# Chodzić za



## Szkot

I am puzzled by the highlighted phrase in the following quotation (Z. Miłoszewski, Gniew):



> ... do swojego domu ..., gdzie ... czekałaby na męża, żeby jej przygotował żółte curry ze szpinakiem, które *chodziło za nią* od poniedziałku.



What has been going on since Monday (it's now Thursday)?


----------



## zaffy

If something 'chodzi za tobą (following you)', you think about it all the time.  So she has been thinking a lot about spinach curry since Monday. Looks like she loves eating that dish and can't wait to have it.


----------



## Szkot

Thank you - it takes all sorts .


----------



## RaphaelRaphael

Sometimes it sounds so simple and you really do not know how to say ...


----------



## jasio

Actually, it's not so much about thinking alone, it's more about a desire. Weaker than in case of dreaming about something, but still persistent.

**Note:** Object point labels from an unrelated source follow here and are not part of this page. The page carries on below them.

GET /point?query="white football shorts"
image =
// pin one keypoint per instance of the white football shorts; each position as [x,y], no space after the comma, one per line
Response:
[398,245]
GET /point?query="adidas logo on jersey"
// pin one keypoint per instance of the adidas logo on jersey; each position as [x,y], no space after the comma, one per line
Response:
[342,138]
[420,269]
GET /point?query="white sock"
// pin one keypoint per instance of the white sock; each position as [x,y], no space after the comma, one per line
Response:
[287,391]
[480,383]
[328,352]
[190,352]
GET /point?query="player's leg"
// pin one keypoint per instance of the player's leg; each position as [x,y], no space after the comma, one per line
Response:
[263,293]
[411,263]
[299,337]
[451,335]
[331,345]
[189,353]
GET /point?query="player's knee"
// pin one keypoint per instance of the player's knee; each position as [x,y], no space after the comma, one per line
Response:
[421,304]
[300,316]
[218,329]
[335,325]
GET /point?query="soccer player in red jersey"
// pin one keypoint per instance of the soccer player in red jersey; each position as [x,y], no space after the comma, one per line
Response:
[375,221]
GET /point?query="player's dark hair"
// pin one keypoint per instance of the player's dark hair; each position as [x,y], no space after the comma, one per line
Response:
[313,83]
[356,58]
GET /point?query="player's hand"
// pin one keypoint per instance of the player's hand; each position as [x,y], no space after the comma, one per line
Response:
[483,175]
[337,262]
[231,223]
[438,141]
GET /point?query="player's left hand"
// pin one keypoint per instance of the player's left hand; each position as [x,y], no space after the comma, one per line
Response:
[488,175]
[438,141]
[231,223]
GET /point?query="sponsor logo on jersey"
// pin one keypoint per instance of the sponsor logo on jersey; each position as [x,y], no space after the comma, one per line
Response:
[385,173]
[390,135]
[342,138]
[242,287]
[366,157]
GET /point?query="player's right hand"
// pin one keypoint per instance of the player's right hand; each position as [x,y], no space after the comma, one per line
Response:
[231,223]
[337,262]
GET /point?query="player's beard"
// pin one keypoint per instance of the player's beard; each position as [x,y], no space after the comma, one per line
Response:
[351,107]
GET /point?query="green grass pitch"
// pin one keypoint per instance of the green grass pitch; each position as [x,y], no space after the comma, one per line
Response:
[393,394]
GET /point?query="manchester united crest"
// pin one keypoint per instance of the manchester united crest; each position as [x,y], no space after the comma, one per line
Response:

You may use it with dishes you would like to eat, things you want to buy, some abstract ideas, like vacation, sometimes even pets, albeit in such cases it should be clear from context what you actually mean. I don't think I've heard it referring to people though. 

Please note that there is also another idiom referring to persistent thoughts: prześladować. For obvious reasons it refers to unpleasant ideas.


----------



## grassy

zaffy said:


> So she has been thinking a lot about spinach curry since Monday


That's how I understand it too.


jasio said:


> Actually, it's not so much about thinking alone, it's more about a desire.


I am afraid that it's as much about thinking as it is about desiring. After all, we often think about what we desire.


Szkot said:


> (Z. Miłoszewski, Gniew):


Poleciłbyś tę książkę, Szkocie?


----------



## jasio

grassy said:


> I am afraid that it's as much about thinking as it is about desiring. After all, we often think about what we desire.


Not really. After all, you may think about something without wanting it, can't you? Would you say in such case that "coś za Tobą chodzi"?


----------



## grassy

jasio said:


> After all, you may think about something without wanting it, can't you? Would you say in such case that "coś za Tobą chodzi"?


We seem to agree that the expression, as used in the OP, means that the wife wanted the yellow curry. Zaffy and I take it to include the nuance of thinking a lot about something, which, in the context of food, implies wanting that particular food item.


----------



## jasio

grassy said:


> We seem to agree that the expression, as used in the OP, means that the wife wanted the yellow curry. Zaffy and I take it to include the nuance of thinking a lot about something, which, in the context of food, implies wanting that particular food item.


I've never questioned the "wanting" aspect (a "temptation" could be a better word in some contexts). On the contrary, from my perspective it's the most important, perhaps decisive. I only question the "thinking" aspect as such, which is not the same. Compare "prześladuje mnie to". It also reflects persistent thoughts (or memories, which are also a form of thinking), but this time they are rather unpleasant.


----------